02 - Environment Implementation

The environment is where the economics becomes executable. In this project, that translation had to satisfy two constraints at once. It had to remain faithful to the strategic structure of Cournot and Bertrand competition, and it had to run fast enough to support large experimental grids across algorithms, information structures, firm counts, and random seeds. That second constraint is why the multi-agent environments were implemented around JAX.

The design is not “everything in JAX” and not “pure Python with some vectorization.” It is a hybrid architecture. The public environment remains a plain Python class with a simple RL interface: reset(), step(), benchmarks(), and counterfactual helpers used in evaluation. Inside that class, the market-clearing arithmetic is delegated to small JAX kernels that are compiled once and then reused. This separation keeps the code readable at the interface level while moving the heavy numerical work into compiled functions.

Why JAX Here

The computational bottleneck appears when all firms learn simultaneously. In that setting, every training step requires repeated market clearing, reward computation for all agents, and counterfactual profit evaluation for equilibrium diagnostics. The same arithmetic is executed thousands or millions of times.

JAX is useful in exactly that regime. The environment dynamics are deterministic array transformations: clip actions, aggregate quantities or prices, compute market outcomes, and return profits. These are the kinds of functions that benefit from jit compilation because the control flow is simple and the shape structure is stable across steps. The point is not only raw speed. It is reducing the cost of repeated evaluation enough that the experimental design remains broad instead of collapsing into a handful of seeds or short runs.

This matters methodologically. In decentralized learning, the distinction between convergence, cycling, and accidental coordination often appears only after many replications. If simulation is expensive, the first thing that gets cut is replication. A JAX-based environment helps preserve statistical width in the experiment rather than forcing narrow evidence from a small computational budget.

Hybrid Architecture

The implemented architecture separates the environment into two layers.

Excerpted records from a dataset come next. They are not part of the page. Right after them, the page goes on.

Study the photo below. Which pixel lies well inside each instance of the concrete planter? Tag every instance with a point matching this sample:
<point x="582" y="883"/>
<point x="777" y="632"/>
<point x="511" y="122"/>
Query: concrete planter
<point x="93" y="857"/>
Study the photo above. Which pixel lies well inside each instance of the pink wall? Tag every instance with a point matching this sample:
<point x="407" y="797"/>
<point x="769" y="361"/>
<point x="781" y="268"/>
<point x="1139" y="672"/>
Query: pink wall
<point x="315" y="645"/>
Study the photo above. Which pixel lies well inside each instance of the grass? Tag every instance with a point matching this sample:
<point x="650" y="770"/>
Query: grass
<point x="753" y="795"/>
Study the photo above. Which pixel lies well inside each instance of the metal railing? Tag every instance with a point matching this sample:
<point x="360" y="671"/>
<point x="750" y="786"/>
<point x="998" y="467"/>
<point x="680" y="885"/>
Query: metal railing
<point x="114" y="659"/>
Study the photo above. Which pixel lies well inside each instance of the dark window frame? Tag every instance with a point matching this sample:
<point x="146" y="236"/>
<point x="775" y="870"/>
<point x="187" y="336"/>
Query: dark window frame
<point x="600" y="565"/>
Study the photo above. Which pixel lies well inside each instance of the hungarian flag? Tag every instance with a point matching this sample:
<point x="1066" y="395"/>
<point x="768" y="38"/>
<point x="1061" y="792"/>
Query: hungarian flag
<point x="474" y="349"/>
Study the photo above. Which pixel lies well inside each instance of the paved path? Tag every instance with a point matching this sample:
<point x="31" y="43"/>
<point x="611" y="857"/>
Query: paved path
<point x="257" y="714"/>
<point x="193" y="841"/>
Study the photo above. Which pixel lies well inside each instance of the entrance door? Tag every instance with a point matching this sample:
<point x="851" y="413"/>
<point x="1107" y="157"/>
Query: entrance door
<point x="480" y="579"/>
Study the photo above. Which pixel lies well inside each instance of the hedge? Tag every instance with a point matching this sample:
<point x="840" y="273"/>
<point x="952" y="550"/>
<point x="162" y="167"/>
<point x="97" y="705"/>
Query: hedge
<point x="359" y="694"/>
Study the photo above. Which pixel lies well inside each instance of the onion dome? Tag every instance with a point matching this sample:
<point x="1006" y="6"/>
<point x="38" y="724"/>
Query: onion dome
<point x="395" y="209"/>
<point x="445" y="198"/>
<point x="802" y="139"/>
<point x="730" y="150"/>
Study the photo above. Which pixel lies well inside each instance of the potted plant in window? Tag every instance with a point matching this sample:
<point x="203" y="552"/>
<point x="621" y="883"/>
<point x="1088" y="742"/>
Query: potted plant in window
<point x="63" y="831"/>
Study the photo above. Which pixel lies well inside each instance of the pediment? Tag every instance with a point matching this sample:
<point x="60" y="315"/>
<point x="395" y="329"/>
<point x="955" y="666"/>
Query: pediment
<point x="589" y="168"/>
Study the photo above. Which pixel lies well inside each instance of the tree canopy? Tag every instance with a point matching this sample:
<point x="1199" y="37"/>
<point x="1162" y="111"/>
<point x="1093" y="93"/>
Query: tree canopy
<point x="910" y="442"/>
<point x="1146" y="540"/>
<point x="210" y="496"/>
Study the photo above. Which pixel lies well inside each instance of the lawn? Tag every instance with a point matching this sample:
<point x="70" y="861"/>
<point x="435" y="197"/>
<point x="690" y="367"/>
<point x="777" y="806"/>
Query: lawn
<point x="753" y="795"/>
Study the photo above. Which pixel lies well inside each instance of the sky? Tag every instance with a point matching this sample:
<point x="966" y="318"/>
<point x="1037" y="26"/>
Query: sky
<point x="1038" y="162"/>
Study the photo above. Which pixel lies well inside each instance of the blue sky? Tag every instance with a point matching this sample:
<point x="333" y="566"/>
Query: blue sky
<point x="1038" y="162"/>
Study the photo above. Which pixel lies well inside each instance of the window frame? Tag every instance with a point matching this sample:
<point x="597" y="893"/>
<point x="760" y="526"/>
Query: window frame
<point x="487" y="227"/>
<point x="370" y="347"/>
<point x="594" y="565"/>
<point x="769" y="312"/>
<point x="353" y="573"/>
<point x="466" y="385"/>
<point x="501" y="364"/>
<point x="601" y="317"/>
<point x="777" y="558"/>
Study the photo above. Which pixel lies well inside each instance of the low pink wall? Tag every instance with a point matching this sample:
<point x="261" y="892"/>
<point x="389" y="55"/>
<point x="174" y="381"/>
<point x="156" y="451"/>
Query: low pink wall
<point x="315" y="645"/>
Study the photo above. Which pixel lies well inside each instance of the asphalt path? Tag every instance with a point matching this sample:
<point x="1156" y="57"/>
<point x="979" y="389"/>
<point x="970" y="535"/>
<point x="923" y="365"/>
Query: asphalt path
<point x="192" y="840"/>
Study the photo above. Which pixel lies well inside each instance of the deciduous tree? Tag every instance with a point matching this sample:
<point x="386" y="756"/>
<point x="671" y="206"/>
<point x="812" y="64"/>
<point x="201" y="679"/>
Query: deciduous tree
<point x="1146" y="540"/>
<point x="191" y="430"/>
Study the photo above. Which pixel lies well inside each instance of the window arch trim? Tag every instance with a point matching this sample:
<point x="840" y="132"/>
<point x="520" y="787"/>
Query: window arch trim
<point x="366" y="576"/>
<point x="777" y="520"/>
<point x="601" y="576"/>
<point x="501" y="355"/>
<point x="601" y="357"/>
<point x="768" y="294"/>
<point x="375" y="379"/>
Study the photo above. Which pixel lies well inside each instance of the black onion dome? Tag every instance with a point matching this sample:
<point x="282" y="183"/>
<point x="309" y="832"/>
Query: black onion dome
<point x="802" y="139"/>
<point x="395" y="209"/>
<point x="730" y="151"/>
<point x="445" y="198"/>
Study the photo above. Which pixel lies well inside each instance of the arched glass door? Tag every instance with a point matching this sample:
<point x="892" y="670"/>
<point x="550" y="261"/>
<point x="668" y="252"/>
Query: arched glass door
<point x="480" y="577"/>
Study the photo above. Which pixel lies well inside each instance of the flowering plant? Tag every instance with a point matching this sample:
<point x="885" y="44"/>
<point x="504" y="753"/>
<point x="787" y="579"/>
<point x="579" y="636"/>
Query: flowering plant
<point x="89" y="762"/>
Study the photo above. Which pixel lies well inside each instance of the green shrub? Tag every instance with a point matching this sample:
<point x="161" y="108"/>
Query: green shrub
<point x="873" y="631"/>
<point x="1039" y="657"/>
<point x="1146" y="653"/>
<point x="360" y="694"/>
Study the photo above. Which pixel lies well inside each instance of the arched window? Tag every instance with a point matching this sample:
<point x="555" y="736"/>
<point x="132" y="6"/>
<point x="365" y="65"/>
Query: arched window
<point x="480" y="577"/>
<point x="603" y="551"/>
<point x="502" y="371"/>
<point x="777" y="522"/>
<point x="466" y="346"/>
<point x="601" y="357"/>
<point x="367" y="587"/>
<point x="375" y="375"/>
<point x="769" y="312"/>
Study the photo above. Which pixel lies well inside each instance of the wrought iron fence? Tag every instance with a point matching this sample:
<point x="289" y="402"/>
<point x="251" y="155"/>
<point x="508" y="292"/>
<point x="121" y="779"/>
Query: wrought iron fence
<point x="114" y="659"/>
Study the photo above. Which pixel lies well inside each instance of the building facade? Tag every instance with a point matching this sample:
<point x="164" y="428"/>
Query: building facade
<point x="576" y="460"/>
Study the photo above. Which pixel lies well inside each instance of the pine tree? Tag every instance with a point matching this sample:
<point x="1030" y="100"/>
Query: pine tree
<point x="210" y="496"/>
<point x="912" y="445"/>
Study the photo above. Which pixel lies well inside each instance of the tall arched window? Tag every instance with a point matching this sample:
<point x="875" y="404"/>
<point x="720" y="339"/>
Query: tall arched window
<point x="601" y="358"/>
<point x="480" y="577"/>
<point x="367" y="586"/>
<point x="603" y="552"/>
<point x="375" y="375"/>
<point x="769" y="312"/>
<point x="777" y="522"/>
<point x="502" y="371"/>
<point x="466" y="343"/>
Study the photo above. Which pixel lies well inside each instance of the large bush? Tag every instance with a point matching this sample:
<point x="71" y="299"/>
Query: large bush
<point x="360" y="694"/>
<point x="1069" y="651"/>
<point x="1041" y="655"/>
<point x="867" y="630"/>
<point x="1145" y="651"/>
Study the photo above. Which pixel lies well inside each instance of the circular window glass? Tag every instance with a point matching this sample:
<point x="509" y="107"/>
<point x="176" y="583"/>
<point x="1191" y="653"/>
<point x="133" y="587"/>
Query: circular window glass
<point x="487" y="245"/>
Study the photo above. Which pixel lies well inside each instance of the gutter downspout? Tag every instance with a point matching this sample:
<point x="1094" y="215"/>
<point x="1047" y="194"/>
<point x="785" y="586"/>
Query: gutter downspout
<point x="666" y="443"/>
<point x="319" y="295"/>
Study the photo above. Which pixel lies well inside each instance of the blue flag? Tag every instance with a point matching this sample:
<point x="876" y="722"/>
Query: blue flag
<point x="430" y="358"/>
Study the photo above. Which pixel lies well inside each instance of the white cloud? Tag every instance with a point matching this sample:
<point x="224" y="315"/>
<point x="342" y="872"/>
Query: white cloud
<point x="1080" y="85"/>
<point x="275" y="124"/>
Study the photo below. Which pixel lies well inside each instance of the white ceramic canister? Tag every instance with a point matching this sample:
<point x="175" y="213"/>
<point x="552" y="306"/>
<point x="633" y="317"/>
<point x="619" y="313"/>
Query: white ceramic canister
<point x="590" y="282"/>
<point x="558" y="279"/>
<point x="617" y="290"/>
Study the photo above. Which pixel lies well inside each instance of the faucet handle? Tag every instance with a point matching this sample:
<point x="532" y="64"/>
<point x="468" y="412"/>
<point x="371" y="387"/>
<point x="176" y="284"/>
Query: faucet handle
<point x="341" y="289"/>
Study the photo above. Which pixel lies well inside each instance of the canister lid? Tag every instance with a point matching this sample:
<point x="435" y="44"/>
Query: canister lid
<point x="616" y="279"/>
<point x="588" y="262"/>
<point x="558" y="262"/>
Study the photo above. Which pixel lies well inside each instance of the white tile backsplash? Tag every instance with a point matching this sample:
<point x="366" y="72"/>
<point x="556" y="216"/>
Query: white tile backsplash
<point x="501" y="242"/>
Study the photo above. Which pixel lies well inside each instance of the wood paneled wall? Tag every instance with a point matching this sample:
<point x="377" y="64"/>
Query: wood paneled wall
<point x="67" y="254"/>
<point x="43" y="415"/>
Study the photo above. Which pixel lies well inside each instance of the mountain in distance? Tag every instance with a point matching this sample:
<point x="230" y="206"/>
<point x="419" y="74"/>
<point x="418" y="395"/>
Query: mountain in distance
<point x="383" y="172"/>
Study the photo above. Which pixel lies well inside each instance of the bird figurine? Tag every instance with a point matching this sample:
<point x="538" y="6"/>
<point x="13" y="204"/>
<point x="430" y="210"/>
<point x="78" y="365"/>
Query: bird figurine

At the outer layer, the environment is an ordinary Python object. It validates configuration, stores analytical benchmarks, exposes the RL API, and caches the previous market outcome so each agent can receive the correct observation. This keeps the interface easy to test and easy to extend. The trainer does not need to know anything about compilation details.

flowchart TD
    A[Trainer] --> B[Python Environment Class]
    B --> C[Config validation and benchmark loading]
    B --> D[reset and step public API]
    B --> E[Cached last-step state<br/>prices quantities profits observations]
    D --> F[JAX kernel call]
    F --> G[jit-compiled market clearing]
    F --> H[vmapped counterfactual profits]
    G --> E
    H --> E
    E --> I[Observation assembly by info structure]
    I --> A

At the inner layer, the economically meaningful but numerically repetitive parts are compiled. In the Cournot environment, the JAX step kernel takes an action vector $q \in R^{N}$ , clips it to the feasible interval, computes total output,

Q = i = 1 \sum N q_{i},

computes price,

p (Q) = max {0, a - b Q},

and returns profits,

π_{i} = (p (Q) - c) q_{i} .

The Bertrand environment follows the same pattern. The kernel takes a price vector, evaluates logit demand shares, and returns profits for all firms in one compiled pass. In both environments, the class method step() converts Python inputs into JAX arrays, calls the compiled kernel, and then stores the resulting arrays as NumPy state for the observation interface.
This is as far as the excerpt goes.